Topics for this conference include, but are not limited to, studies of:

  • The production and/or preservation of stone scriptures in Chinese or other Central and East Asian languages;
  • Stone editions of Buddhist texts included in the so-called East Asian Buddhist canons;
  • Comparative studies using stone editions of Buddhist texts excluded from manuscript or printed editions of the so-called East Asian Buddhist canons;
  • Stone editions of scriptures or ritual manuals that speak to performances or practices, histories, or other texts exchanged in Central and East Asia;
  • People and communities who produced or preserved stone editions of Buddhist texts or epigraphical records in premodern Central and East Asia;
  • Comparative codicological, paleographical or doxographical studies of stone, manuscript, and/or printed editions of Buddhist books and the exchange and/or production of stone editions of Buddhist books in Central and East Asia;
  • Collections of stone editions of Buddhist texts—or canons—at specific sites in Central and East Asia;
  • Editions of works in multilingual manuscripts or collections;
  • Studies of newly discovered Buddhist epigraphy from Central or East Asia;
  • Any other stone and bronze inscriptions related to Buddhist ideas and practices in the course of spread from Central to East Asia, especially funeral and memorial epitaphs dedicated to Buddhist eminent figures, both monastics and laypeople.
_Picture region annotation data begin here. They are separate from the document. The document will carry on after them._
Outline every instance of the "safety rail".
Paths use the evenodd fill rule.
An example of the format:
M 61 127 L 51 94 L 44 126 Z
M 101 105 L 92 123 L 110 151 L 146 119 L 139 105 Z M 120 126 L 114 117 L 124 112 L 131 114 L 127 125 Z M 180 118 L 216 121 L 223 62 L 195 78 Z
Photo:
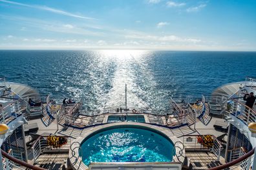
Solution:
M 13 102 L 10 103 L 0 110 L 0 123 L 8 124 L 13 120 L 10 117 L 17 118 L 22 115 L 24 100 L 19 99 Z
M 168 127 L 174 127 L 174 126 L 182 126 L 182 124 L 187 124 L 188 126 L 191 126 L 195 122 L 195 113 L 192 111 L 192 110 L 184 109 L 184 112 L 182 115 L 158 115 L 153 113 L 142 113 L 136 112 L 136 113 L 133 112 L 122 112 L 122 113 L 101 113 L 98 115 L 81 115 L 82 117 L 78 117 L 75 116 L 71 116 L 67 114 L 63 115 L 63 119 L 64 120 L 64 124 L 65 125 L 72 125 L 72 126 L 78 128 L 84 128 L 86 126 L 94 126 L 98 124 L 103 124 L 103 118 L 97 118 L 97 117 L 100 117 L 101 115 L 106 116 L 106 115 L 119 115 L 120 117 L 124 115 L 128 115 L 128 114 L 132 114 L 131 115 L 138 115 L 137 114 L 140 115 L 152 115 L 152 116 L 156 116 L 159 118 L 157 118 L 158 121 L 158 124 L 162 126 L 166 126 Z M 162 121 L 162 120 L 165 120 L 165 122 Z M 120 122 L 122 120 L 120 120 Z M 59 123 L 63 124 L 62 122 L 59 121 Z M 105 122 L 107 123 L 107 121 Z M 111 122 L 108 122 L 111 123 Z M 147 122 L 145 122 L 147 123 Z M 149 122 L 149 124 L 151 124 Z M 153 123 L 155 124 L 155 123 Z
M 76 144 L 75 147 L 72 147 L 72 146 Z M 76 156 L 76 151 L 79 153 L 78 155 Z M 75 165 L 79 159 L 80 159 L 80 162 L 79 163 L 79 165 L 78 167 L 77 167 L 77 169 L 79 169 L 79 168 L 80 167 L 80 165 L 82 163 L 82 159 L 81 158 L 83 157 L 83 152 L 81 152 L 80 151 L 81 150 L 81 147 L 80 147 L 80 143 L 79 143 L 78 142 L 76 141 L 74 142 L 71 145 L 70 145 L 70 150 L 71 151 L 71 157 L 70 158 L 70 160 L 72 160 L 72 158 L 74 158 L 74 162 L 71 162 L 71 164 L 74 165 Z
M 246 149 L 243 147 L 228 150 L 228 155 L 229 155 L 229 162 L 237 159 L 242 155 L 246 155 Z
M 51 149 L 51 150 L 59 150 L 59 149 L 63 149 L 63 148 L 58 148 L 54 147 L 52 148 L 51 146 L 49 146 L 47 144 L 47 138 L 48 136 L 39 136 L 34 142 L 31 147 L 31 149 L 32 150 L 32 153 L 33 153 L 33 160 L 34 162 L 36 162 L 36 160 L 38 158 L 39 156 L 43 153 L 43 150 L 46 149 Z M 69 136 L 58 136 L 56 135 L 56 137 L 65 137 L 67 139 L 67 143 L 66 145 L 70 146 L 71 144 L 71 139 L 70 137 Z M 67 149 L 67 148 L 65 148 Z
M 204 146 L 202 143 L 198 142 L 198 137 L 204 138 L 206 136 L 211 135 L 213 138 L 213 146 L 207 147 Z M 214 135 L 189 135 L 182 136 L 183 144 L 185 146 L 186 149 L 189 150 L 205 150 L 208 149 L 211 151 L 217 157 L 218 160 L 219 160 L 220 157 L 220 152 L 223 149 L 220 142 L 217 138 Z
M 246 154 L 240 156 L 239 158 L 228 162 L 227 164 L 214 167 L 209 169 L 209 170 L 221 170 L 221 169 L 246 169 L 250 170 L 252 169 L 253 163 L 255 148 L 250 151 Z
M 104 108 L 103 109 L 95 110 L 95 111 L 87 111 L 84 109 L 80 110 L 80 115 L 89 115 L 89 116 L 97 116 L 105 113 L 115 114 L 115 113 L 151 113 L 155 115 L 164 115 L 167 113 L 171 113 L 171 109 L 167 110 L 153 110 L 149 109 L 147 108 L 129 108 L 127 109 L 124 108 Z
M 234 99 L 231 100 L 233 101 L 233 104 L 229 110 L 227 109 L 227 113 L 233 115 L 246 125 L 256 122 L 256 111 L 254 109 L 238 100 Z
M 175 158 L 176 158 L 178 161 L 180 162 L 180 163 L 182 164 L 183 162 L 180 160 L 180 157 L 183 157 L 183 158 L 185 158 L 184 153 L 185 153 L 185 147 L 183 143 L 181 142 L 180 141 L 176 142 L 173 147 L 173 151 L 172 151 L 173 156 L 175 156 Z
M 246 78 L 246 86 L 250 86 L 251 88 L 255 88 L 256 86 L 256 77 L 249 77 Z
M 46 170 L 44 168 L 34 166 L 24 161 L 17 159 L 3 150 L 1 150 L 1 154 L 3 156 L 3 169 Z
The organizing committee welcomes paper proposals related to any aspect(s) of the multidisciplinary, inter-cultural, and cross-regional study of Buddhist epigraphy in Central and East Asia. All conference-related costs, including local transportation, meals and accommodation during the conference period, will be covered by the conference organizers, who—depending on availability of funding—may also provide a travel subsidy to selected panelists who are in need of funding. Please email proposals and CVs to frogbear.project@ubc.ca by March 31, 2019.
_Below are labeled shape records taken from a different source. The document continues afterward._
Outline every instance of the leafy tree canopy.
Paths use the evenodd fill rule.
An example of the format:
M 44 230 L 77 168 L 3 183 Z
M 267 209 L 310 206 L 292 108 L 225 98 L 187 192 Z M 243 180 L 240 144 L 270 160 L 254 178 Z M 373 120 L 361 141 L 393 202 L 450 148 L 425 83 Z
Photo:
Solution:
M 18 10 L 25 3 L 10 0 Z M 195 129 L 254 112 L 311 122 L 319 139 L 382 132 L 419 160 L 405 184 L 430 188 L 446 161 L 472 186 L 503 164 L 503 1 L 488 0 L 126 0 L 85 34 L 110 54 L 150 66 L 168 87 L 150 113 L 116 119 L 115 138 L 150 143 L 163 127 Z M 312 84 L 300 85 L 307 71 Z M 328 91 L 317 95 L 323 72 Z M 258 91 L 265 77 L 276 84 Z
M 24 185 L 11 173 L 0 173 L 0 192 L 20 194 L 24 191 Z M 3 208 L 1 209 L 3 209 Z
A conference volume will collect all the papers in English, plus the English translations of several papers written in non-English languages; a Chinese volume, to be published in China, will include the Chinese versions for all non-Chinese papers in addition to those papers contributed by our colleagues based in China. Only scholars who are confident in finishing their draft papers by the end of July and publishable papers by the end of 2019 are encouraged to apply.

This conference is planned as part of our annual Intensive Program of Lectures Series, Conference/Forum, and Fieldwork on Buddhism and East Asian Cultures (this year to be held at Oxford), sponsored by the UBC SSHRC partnership project of Buddhism and East Asian Religions (www.frogbear.org) and the Glorisun Global Network of Buddhist Studies. Interested graduate student and post-doctoral fellows are welcomed to apply for the whole program (details to be announced separately).